The Bundesnetzagentur, the German network regulator, would take responsibility. Households and critical facilities such as hospitals would be largely prioritized, meaning industrial supplies could be curtailed.
Then investments would “collapse sharply,” warned Heymann.
“Especially in energy-intensive industries, the willingness to invest is likely to fall further in the long term, because security of supply has so far been a great asset in Germany,” he said.
“If this can no longer be guaranteed, there is a risk of structural damage in Germany
as an industrial location.”
That would accelerate the decline in capital stock — like factories — in the country’s energy-intensive sector, he added.
Under such circumstances, the national debt would also rise, Heymann said, and the nationwide saving rate would likely rise as cautious Germans prefer to save rather than spend.
Economists have lowered their forecasts for German growth this year as the country faces the brunt of the inflationary impact of Western sanctions on Russia.
Inflation in the country hit an annual rate of 7.6 percent in March, the highest since reunification and just above the 7.5 percent rate for the euro zone as a whole.
Carsten Brzeski, chief eurozone economist at ING, said the war in Ukraine was “much more of a structural turning point” for Germany than the pandemic.
“Government programs will mitigate the negative effects of war but will not prevent stagflation,” he said.
“The only bright spot for the German economy in our baseline scenario is that the pressure on the economy and the entire economic model will accelerate the green transition.”

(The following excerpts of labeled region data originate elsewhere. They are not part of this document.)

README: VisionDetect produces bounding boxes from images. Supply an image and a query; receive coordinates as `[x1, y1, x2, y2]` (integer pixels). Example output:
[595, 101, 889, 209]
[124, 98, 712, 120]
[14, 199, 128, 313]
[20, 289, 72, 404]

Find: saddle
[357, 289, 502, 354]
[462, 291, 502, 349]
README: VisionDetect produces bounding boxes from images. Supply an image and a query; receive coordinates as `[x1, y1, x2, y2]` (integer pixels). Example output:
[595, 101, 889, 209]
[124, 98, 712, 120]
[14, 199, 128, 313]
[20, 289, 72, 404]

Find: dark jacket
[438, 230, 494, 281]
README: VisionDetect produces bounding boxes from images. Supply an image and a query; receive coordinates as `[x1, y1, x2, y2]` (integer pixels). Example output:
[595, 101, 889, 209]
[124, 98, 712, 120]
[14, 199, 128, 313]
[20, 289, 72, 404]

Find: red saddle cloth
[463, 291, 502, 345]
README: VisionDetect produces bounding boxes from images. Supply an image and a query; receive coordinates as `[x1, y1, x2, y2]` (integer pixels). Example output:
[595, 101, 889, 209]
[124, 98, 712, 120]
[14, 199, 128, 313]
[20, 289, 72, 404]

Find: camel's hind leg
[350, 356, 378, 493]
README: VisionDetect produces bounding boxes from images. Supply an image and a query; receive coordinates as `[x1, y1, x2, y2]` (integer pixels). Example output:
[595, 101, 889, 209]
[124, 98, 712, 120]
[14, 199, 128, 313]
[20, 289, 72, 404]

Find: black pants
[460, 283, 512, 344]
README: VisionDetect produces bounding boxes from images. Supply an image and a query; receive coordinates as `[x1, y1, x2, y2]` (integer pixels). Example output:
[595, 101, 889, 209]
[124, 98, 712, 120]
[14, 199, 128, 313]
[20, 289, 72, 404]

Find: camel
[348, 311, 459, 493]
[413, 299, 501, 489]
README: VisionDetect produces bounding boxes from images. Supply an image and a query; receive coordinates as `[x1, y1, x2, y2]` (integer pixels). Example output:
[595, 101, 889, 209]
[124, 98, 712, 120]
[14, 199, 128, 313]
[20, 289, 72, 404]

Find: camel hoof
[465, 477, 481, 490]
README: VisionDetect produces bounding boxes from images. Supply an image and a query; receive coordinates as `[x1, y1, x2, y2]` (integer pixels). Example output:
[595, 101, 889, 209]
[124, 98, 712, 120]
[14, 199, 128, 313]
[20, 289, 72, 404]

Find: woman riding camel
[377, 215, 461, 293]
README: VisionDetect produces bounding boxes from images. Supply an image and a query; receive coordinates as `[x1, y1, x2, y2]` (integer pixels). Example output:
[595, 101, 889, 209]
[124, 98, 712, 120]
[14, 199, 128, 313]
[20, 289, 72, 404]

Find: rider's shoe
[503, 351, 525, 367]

He added: “Finally, the urgent and urgent need to fundamentally change the economy’s business model could be the long-awaited boost to structural international competitiveness. From today’s perspective, however, it will only get worse before it gets better.”
Moscow backtracked on Putin’s ruble threat on Friday and said it would not immediately turn off Europe’s gas taps. The Russian president issued a decree requiring all foreign buyers of its gas to open ruble accounts with Gazprombank, part of the state-owned energy giant, to exchange their foreign currency.
States across the bloc have been working on a coordinated response to Moscow’s demands, with Germany calling it “blackmail.”
A Kremlin spokesman said the decree would not come into effect until new payments were due in the second half of April.
The ruble has appreciated in recent weeks and is approaching pre-invasion levels, partly as a result of capital controls imposed by Moscow.